Two military chaplains were forced out of the San Diego Clinical Pastoral Education Center training placement program because of their Christian beliefs. They claim the instructor, Nancy Dietsch, “hassled” them throughout their time at the center because of their Biblical views. Here are a few excerpts from the story to set the stage:
They were told that Dietsch and the VA “do not allow chaplains to pray in Jesus’ name in public ceremonies.” When they attempted to quote Scripture during class discussions, they were personally reprimanded.
“Ms. Dietsch informed the class she believes God could be a man or woman. Chaplain Firtko [then] recited the Lord’s Prayer, stating, ‘Our Father, who art in Heaven,’” the lawsuit states. “In response, Ms. Dietsch angrily pounded her fist on the table and shouted, ‘Do not quote Scripture in this class!’”

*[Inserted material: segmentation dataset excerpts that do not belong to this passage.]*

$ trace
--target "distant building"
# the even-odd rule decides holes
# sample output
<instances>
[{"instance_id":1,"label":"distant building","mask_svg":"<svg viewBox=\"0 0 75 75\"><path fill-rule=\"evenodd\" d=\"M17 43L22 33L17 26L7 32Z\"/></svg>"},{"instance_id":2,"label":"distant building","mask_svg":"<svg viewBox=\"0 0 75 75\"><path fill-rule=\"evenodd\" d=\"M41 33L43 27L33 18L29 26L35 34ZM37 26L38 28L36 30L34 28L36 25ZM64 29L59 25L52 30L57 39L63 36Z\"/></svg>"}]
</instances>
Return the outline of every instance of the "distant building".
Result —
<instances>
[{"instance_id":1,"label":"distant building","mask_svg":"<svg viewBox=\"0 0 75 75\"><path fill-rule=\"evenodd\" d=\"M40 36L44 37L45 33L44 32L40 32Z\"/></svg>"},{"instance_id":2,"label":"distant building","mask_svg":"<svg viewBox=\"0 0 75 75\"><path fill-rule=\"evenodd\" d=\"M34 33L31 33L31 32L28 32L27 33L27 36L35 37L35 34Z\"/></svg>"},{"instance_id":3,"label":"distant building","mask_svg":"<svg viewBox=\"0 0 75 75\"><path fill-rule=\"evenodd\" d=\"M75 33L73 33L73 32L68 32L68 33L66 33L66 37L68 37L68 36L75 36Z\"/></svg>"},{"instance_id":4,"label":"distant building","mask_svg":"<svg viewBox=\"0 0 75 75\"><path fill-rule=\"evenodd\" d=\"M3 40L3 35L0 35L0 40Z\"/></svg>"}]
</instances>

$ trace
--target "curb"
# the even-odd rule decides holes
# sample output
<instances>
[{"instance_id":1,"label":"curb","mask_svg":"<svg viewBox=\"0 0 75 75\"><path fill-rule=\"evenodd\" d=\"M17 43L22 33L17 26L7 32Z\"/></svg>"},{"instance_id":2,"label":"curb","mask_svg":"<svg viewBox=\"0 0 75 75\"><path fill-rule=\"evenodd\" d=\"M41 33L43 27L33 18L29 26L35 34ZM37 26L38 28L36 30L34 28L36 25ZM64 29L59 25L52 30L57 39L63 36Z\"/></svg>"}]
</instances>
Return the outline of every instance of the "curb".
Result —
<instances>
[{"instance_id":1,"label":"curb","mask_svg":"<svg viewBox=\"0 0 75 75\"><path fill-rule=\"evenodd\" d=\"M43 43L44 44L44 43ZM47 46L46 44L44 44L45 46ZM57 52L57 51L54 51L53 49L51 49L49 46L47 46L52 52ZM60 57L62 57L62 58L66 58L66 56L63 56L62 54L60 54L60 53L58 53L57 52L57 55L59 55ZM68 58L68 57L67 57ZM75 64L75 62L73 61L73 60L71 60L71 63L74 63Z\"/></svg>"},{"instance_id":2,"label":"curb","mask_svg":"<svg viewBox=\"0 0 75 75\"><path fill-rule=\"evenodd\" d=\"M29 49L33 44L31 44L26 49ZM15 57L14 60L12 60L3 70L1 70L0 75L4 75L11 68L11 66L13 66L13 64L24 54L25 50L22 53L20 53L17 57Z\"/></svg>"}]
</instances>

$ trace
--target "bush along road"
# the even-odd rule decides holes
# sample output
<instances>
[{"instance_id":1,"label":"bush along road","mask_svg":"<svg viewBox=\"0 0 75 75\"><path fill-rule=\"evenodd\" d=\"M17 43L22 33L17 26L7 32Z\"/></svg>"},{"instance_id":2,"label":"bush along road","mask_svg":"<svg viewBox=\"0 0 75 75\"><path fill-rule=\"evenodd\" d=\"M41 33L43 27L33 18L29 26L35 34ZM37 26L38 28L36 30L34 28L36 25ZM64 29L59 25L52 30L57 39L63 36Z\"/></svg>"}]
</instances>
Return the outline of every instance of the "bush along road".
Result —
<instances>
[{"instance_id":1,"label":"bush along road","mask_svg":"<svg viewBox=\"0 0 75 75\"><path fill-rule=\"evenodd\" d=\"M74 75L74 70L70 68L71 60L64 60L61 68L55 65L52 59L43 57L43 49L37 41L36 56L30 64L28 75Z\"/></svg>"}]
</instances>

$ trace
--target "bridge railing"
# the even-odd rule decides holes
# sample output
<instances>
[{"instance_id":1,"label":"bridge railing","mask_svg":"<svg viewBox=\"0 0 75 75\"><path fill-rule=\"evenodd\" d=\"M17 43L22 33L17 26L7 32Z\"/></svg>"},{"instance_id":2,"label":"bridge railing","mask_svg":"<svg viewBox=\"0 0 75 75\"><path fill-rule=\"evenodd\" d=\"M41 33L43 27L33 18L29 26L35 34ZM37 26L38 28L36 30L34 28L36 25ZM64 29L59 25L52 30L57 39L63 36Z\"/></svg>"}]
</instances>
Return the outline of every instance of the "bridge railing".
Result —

“Ms. Dietsch insisted that evolution was fact and that she believed mankind evolved. Chaplain Firtko stated he believed in the Genesis statement that ‘[i]n the beginning, God created the Heavens and Earth,’” it alleges. “In response, Ms. Dietsch pounded her fist on the table and ordered Chaplain Firtko to not quote Scripture in the classroom, stating [that] it made her feel like she had been ‘pounded over the head with a sledge hammer.’”

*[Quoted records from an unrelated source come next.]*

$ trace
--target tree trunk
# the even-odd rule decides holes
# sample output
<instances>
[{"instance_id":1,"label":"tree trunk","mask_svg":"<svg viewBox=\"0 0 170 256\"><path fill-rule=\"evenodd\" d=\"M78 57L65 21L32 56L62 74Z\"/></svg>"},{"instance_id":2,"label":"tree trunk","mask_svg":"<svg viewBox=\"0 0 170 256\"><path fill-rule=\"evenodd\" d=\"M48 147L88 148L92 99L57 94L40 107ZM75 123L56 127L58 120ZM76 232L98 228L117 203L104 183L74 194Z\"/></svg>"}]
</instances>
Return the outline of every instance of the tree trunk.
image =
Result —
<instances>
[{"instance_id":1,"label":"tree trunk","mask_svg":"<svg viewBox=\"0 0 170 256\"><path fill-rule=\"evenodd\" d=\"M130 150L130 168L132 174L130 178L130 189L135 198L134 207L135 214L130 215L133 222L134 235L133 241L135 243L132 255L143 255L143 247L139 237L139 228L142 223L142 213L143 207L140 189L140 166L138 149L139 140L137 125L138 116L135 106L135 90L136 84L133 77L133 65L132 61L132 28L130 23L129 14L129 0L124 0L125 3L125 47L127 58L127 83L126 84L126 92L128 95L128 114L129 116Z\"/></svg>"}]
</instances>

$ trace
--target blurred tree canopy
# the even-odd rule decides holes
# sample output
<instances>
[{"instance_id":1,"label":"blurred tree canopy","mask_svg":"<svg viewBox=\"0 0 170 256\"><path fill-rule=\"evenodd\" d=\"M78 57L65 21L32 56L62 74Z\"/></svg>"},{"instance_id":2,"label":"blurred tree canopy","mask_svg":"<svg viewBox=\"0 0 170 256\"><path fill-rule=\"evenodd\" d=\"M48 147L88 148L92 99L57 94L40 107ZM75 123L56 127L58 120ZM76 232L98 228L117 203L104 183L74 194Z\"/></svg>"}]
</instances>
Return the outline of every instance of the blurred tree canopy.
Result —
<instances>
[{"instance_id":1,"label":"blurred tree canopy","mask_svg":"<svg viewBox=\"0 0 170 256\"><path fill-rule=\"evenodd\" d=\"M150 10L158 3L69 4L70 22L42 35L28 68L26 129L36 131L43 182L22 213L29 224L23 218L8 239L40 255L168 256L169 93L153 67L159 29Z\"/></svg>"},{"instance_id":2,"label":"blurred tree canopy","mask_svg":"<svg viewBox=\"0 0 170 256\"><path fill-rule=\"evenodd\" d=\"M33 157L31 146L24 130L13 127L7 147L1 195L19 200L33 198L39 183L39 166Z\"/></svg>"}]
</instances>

The men also allege that they were informed that chaplains “do not belong in this program” who “believe your beliefs are right, and everyone else’s is wrong.”
On another occasion, Klender stated that he was belittled in front of the class for his Christian beliefs.

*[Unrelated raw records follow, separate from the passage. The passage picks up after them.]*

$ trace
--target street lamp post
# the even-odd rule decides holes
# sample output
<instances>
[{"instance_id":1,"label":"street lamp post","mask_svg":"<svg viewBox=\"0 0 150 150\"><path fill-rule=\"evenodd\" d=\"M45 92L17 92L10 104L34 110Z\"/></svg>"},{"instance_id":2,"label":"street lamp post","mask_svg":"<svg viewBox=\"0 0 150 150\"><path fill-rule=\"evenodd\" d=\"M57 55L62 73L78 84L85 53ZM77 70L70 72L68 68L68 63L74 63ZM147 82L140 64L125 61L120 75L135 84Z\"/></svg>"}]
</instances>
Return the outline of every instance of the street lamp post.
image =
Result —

“When Chaplain Klender responded to a question during a group discussion regarding the Sandy Hook school shooting in Newtown, CT by stating he would tell a parent whose child was a victim by stating that ‘there is evil in the world,’ Ms. Dietsch impugned his core faith beliefs stating they would not work in a clinical setting,” the suit outlines. “In the presence of the other students she said, ‘You don’t actually believe that do you?’”
Klender withdrew from the program, and Firtko was put on a six-week probation period after being threatened with dismissal. Firtko was eventually let go after Dietsch stated that the “probation period is not yielding the results we both desire.”
A chaplain is a religious position and is based on someone’s belief system. There are representative chaplains from every religion and denomination.
When in the field, you may not have access to a chaplain of your chosen belief system, however, the local chaplain is there to serve all the troops, regardless of beliefs. Chaplains are trained to be sensitive to and respectful of those differences.
But how, exactly, is a chaplain supposed to function as a chaplain if he’s expected to check his belief system at the door and discard his foundations (in this case Bible scripture)? Is this military institution trying to reprogram chaplains to only minister what they feel is acceptable?
It would be interesting to know if only the Christian chaplains weren’t permitted to quote scripture or if it applied to all chaplains. And without the Bible, Koran, and Torah, what exactly is the chaplain’s purpose anyway?